Risorse affidabili consigliate dai medici
Quando i pazienti si imbattono in miti sull’assistenza sanitaria, puoi reindirizzarli verso fonti di informazioni mediche affidabili. I risultati del sondaggio indicano che i membri di Sermo consigliano più frequentemente le piattaforme di educazione del paziente (28%), le società mediche professionali (27%), i siti web governativi sulla salute (18%) e le riviste specializzate (9%).
Indipendentemente dalla risorsa scelta, la sfida consiste nell’assicurarsi che i tuoi pazienti la utilizzino effettivamente, anziché tornare a fonti familiari ma inaffidabili. Potrebbe essere necessario spiegare perché queste fonti offrono informazioni migliori e come orientarsi in modo efficace.
Piattaforme di educazione del paziente
Le piattaforme di educazione del paziente (ad esempio UpToDate Educate) presentano informazioni mediche complesse in formati accessibili. Queste risorse sono in genere sottoposte a revisione medica e ad aggiornamenti regolari per garantirne l’accuratezza. Molte piattaforme forniscono inoltre materiali in più lingue e livelli di lettura, rendendoli accessibili a diverse popolazioni di pazienti.

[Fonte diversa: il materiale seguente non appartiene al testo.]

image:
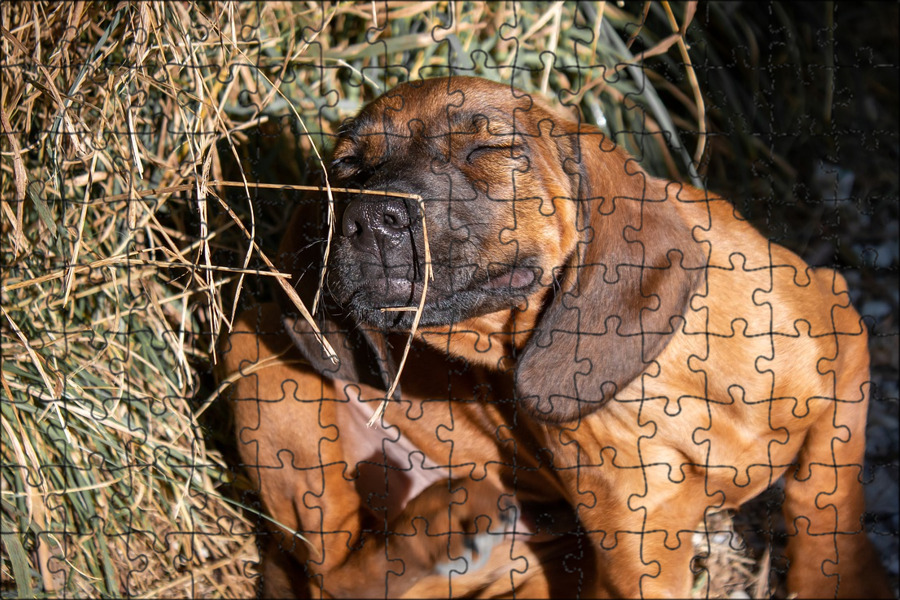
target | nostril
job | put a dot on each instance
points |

Società mediche professionali
Organizzazioni come l’American Medical Association (AMA), l’American Heart Association (AHA) e le società specializzate forniscono informazioni autorevoli supportate da un’ampia ricerca ed esperienza clinica.
Siti web governativi sulla salute
I siti governativi, come i Centers for Disease Control and Prevention (CDC), i National Institutes of Health (NIH) e la Food and Drug Administration (FDA) negli Stati Uniti, offrono informazioni sulla salute basate su dati concreti e prive di pregiudizi commerciali. Queste fonti forniscono spiegazioni su argomenti complessi riguardanti la salute, mantenendo l’accuratezza scientifica. Molti siti governativi affrontano direttamente i miti più comuni, fornendo risorse pronte per l’educazione dei pazienti. Tuttavia, anche se queste risorse dovrebbero essere basate su prove e prive di pregiudizi, l’accuratezza e l’indipendenza dei loro risultati potrebbero essere state compromesse da significative interferenze politiche.

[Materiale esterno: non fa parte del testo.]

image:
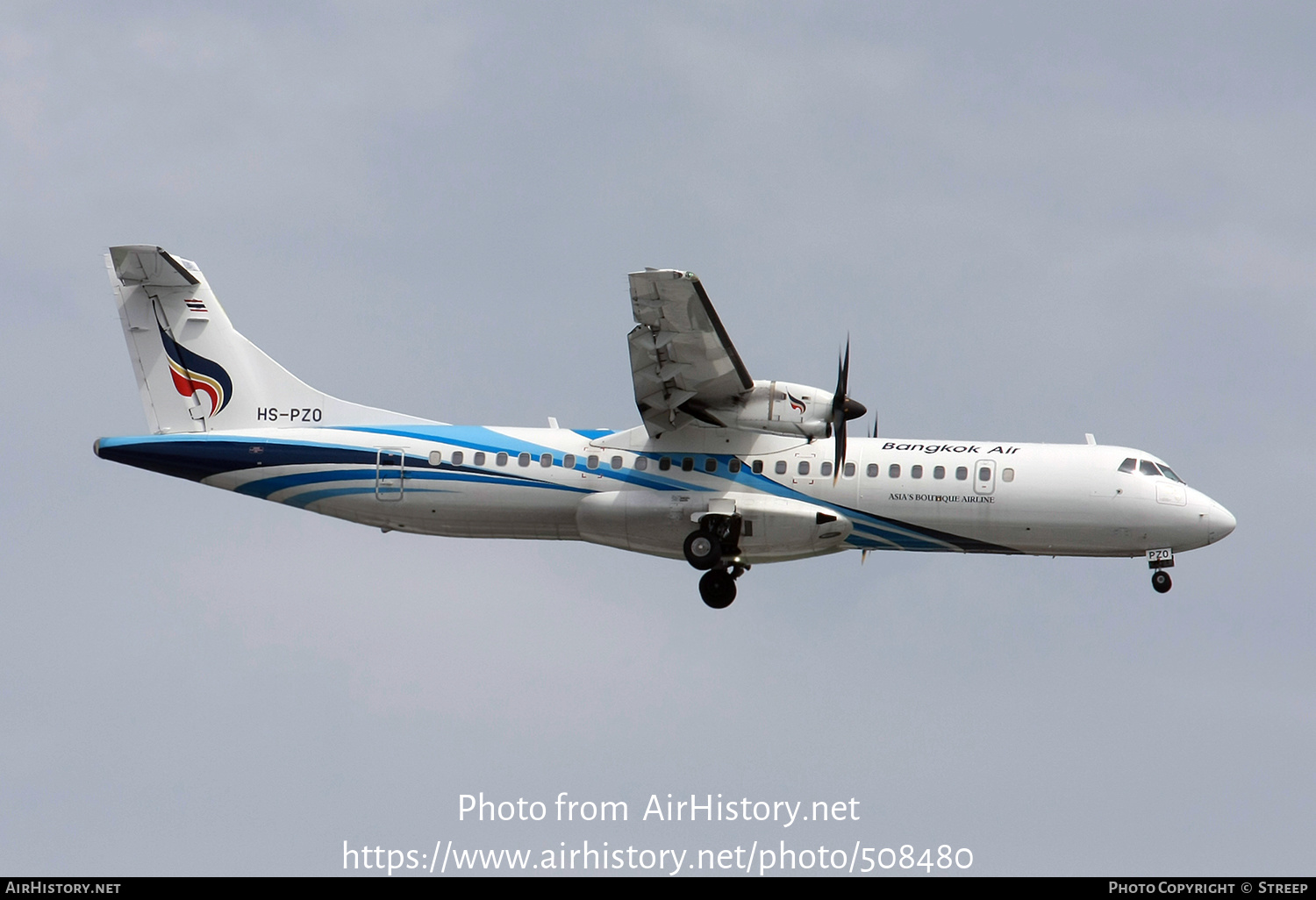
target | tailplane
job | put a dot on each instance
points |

Riviste con revisione paritaria
Le riviste specializzate, pur rappresentando il gold standard per le prove mediche, spesso si rivelano troppo tecniche per essere comprese dai pazienti. I medici devono tradurre queste informazioni in un linguaggio accessibile o indirizzare i pazienti verso fonti che hanno già effettuato questa traduzione mantenendo l’accuratezza.
Costruire una pratica resistente ai miti
La disinformazione medica rappresenta una delle sfide più importanti per la sanità moderna. I dati Sermo indicano che ha un impatto diffuso sulla fiducia dei pazienti e sull’aderenza ai trattamenti. Tuttavia, i dati dei sondaggi Sermo rivelano un interessante paradosso: sebbene la disinformazione sia molto diffusa, molti medici ritengono che abbia effettivamente rafforzato la fiducia dei pazienti nelle loro competenze.

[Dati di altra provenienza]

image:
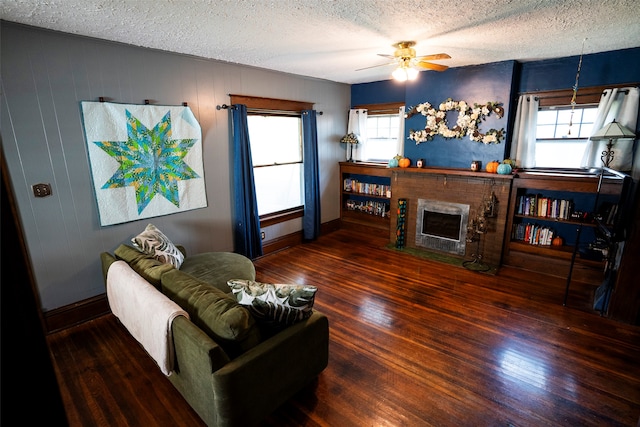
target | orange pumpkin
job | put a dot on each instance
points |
(492, 166)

I medici di Sermo hanno condiviso approcci efficaci per affrontare queste sfide. L’autorità basata esclusivamente sulle credenziali professionali non è più sufficiente: i medici devono guadagnarsi la fiducia attraverso una comunicazione chiara ed empatica e reindirizzare i pazienti verso risorse fidate quando è opportuno.
Con le giuste strategie, puoi costruire la fiducia del paziente, rendendo più probabile l’aderenza e i risultati positivi. Come dice un medico di famiglia su Sermo, “affrontare la disinformazione è impegnativo, ma vale la pena investire”.